Product Description
Oh! Susanna
Camptown Races
Gentle Annie
If You've Only Got A Mustache
This collection is assembled on the occasion of the Barbershop Harmony Society’s 2015 International Convention in Pittsburgh, Pennsylvania, the birthplace of Stephen Foster. The “Bridge to Harmony” theme reflects both the host city’s pride in its bridges (nearly as many as Venice, Italy!) and a concerted effort by the Barbershop Harmony Society to extend its musical collaborations across many styles, organizations, and fellow travelers.
Working with the Center for American Music at the University of Pittsburgh, the principal repository for materials pertaining to Foster, this collection reflects but a small portion of the work of America’s first full-time commercial songwriter. Stephen Collins Foster (b. July 4, 1826; d. January 13, 1864) penned a prodigious body of work that reflects the American themes of home, transportation, war, plantation, and slave life.
In many ways, Foster is a joiner, not a divider. Foster’s music evolves past the era’s pervasive cultural stereotypes into songs that humanize his African-American characters by eschewing offensive dialect in his songs, and portraying his protagonists as loving husbands and wives, as people longing for home, family, and happiness.

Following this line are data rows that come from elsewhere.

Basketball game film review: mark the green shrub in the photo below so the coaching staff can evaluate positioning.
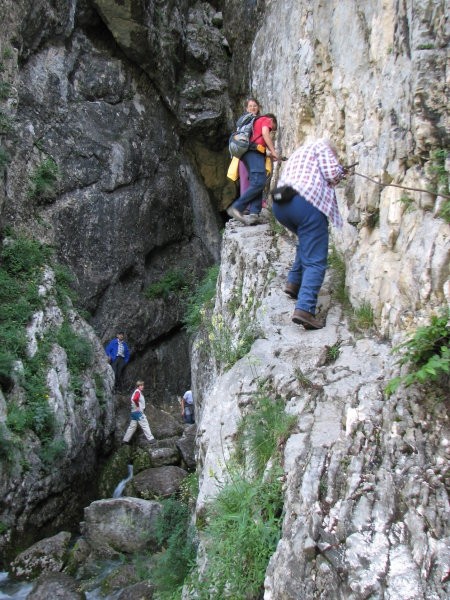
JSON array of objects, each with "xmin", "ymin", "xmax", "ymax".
[
  {"xmin": 205, "ymin": 306, "xmax": 260, "ymax": 369},
  {"xmin": 0, "ymin": 423, "xmax": 17, "ymax": 466},
  {"xmin": 0, "ymin": 146, "xmax": 11, "ymax": 171},
  {"xmin": 0, "ymin": 110, "xmax": 14, "ymax": 134},
  {"xmin": 183, "ymin": 265, "xmax": 219, "ymax": 334},
  {"xmin": 195, "ymin": 468, "xmax": 283, "ymax": 600},
  {"xmin": 151, "ymin": 498, "xmax": 196, "ymax": 597},
  {"xmin": 39, "ymin": 438, "xmax": 67, "ymax": 467},
  {"xmin": 0, "ymin": 81, "xmax": 12, "ymax": 100},
  {"xmin": 6, "ymin": 402, "xmax": 33, "ymax": 433},
  {"xmin": 144, "ymin": 270, "xmax": 188, "ymax": 300},
  {"xmin": 352, "ymin": 302, "xmax": 374, "ymax": 330},
  {"xmin": 325, "ymin": 340, "xmax": 341, "ymax": 365},
  {"xmin": 328, "ymin": 246, "xmax": 350, "ymax": 307},
  {"xmin": 237, "ymin": 388, "xmax": 297, "ymax": 476},
  {"xmin": 56, "ymin": 321, "xmax": 94, "ymax": 375},
  {"xmin": 0, "ymin": 236, "xmax": 53, "ymax": 281},
  {"xmin": 28, "ymin": 158, "xmax": 60, "ymax": 201},
  {"xmin": 386, "ymin": 309, "xmax": 450, "ymax": 395}
]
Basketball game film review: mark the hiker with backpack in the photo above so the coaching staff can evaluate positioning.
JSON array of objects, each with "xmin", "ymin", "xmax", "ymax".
[
  {"xmin": 239, "ymin": 96, "xmax": 261, "ymax": 196},
  {"xmin": 122, "ymin": 380, "xmax": 155, "ymax": 444},
  {"xmin": 227, "ymin": 113, "xmax": 279, "ymax": 225},
  {"xmin": 272, "ymin": 139, "xmax": 348, "ymax": 329}
]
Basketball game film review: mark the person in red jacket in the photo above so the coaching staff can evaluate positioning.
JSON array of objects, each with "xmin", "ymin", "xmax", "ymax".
[
  {"xmin": 123, "ymin": 381, "xmax": 155, "ymax": 444},
  {"xmin": 227, "ymin": 113, "xmax": 279, "ymax": 225}
]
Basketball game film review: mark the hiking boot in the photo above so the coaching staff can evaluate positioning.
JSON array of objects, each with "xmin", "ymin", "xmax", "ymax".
[
  {"xmin": 227, "ymin": 206, "xmax": 248, "ymax": 225},
  {"xmin": 246, "ymin": 214, "xmax": 260, "ymax": 225},
  {"xmin": 283, "ymin": 281, "xmax": 300, "ymax": 300},
  {"xmin": 292, "ymin": 308, "xmax": 324, "ymax": 329}
]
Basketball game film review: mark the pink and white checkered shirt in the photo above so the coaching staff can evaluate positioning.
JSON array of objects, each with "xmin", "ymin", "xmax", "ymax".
[{"xmin": 278, "ymin": 140, "xmax": 345, "ymax": 227}]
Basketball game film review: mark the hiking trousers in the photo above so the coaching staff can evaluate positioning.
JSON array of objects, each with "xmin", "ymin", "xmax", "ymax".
[
  {"xmin": 123, "ymin": 413, "xmax": 155, "ymax": 442},
  {"xmin": 232, "ymin": 150, "xmax": 266, "ymax": 214},
  {"xmin": 272, "ymin": 194, "xmax": 328, "ymax": 315}
]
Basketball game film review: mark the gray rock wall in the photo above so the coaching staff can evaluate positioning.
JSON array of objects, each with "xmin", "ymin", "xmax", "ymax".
[
  {"xmin": 250, "ymin": 0, "xmax": 450, "ymax": 335},
  {"xmin": 193, "ymin": 221, "xmax": 450, "ymax": 600},
  {"xmin": 0, "ymin": 0, "xmax": 227, "ymax": 404}
]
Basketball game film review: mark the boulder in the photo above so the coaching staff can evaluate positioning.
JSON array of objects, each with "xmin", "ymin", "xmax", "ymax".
[
  {"xmin": 117, "ymin": 581, "xmax": 154, "ymax": 600},
  {"xmin": 145, "ymin": 404, "xmax": 183, "ymax": 439},
  {"xmin": 126, "ymin": 466, "xmax": 187, "ymax": 497},
  {"xmin": 27, "ymin": 573, "xmax": 86, "ymax": 600},
  {"xmin": 81, "ymin": 497, "xmax": 161, "ymax": 557},
  {"xmin": 11, "ymin": 531, "xmax": 72, "ymax": 579}
]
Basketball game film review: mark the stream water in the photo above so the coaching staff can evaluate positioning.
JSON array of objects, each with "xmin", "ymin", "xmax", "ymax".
[
  {"xmin": 0, "ymin": 465, "xmax": 133, "ymax": 600},
  {"xmin": 0, "ymin": 571, "xmax": 33, "ymax": 600},
  {"xmin": 113, "ymin": 465, "xmax": 133, "ymax": 498}
]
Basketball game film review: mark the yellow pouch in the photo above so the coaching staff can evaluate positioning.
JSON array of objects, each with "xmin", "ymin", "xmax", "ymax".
[{"xmin": 227, "ymin": 156, "xmax": 239, "ymax": 181}]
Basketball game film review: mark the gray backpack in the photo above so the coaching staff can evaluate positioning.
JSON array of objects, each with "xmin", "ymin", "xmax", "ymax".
[{"xmin": 228, "ymin": 113, "xmax": 258, "ymax": 158}]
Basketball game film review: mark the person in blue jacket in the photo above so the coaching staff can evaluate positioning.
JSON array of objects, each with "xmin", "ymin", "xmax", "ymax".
[{"xmin": 105, "ymin": 332, "xmax": 130, "ymax": 391}]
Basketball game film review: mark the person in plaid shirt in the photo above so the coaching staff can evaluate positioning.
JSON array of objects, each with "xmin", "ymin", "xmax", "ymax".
[{"xmin": 272, "ymin": 139, "xmax": 346, "ymax": 329}]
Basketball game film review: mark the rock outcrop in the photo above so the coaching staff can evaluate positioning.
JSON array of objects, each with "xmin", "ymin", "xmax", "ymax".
[
  {"xmin": 193, "ymin": 221, "xmax": 450, "ymax": 600},
  {"xmin": 81, "ymin": 497, "xmax": 161, "ymax": 557},
  {"xmin": 244, "ymin": 0, "xmax": 450, "ymax": 336}
]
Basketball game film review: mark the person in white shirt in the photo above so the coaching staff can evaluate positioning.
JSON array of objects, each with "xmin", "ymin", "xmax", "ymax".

Truly, Foster’s music represented a bridge to harmony in a time when that was difficult to find. The Stephen Foster Songbook attempts, in its small way, to reclaim traditional American music as a means of uniting people in song. Its simple, singable melodies, rich in implied, natural harmonies, beckons us all to make music together -- whether silly novelties like If You’ve Only Got A Mustache or sing-along favorites like Oh! Susanna.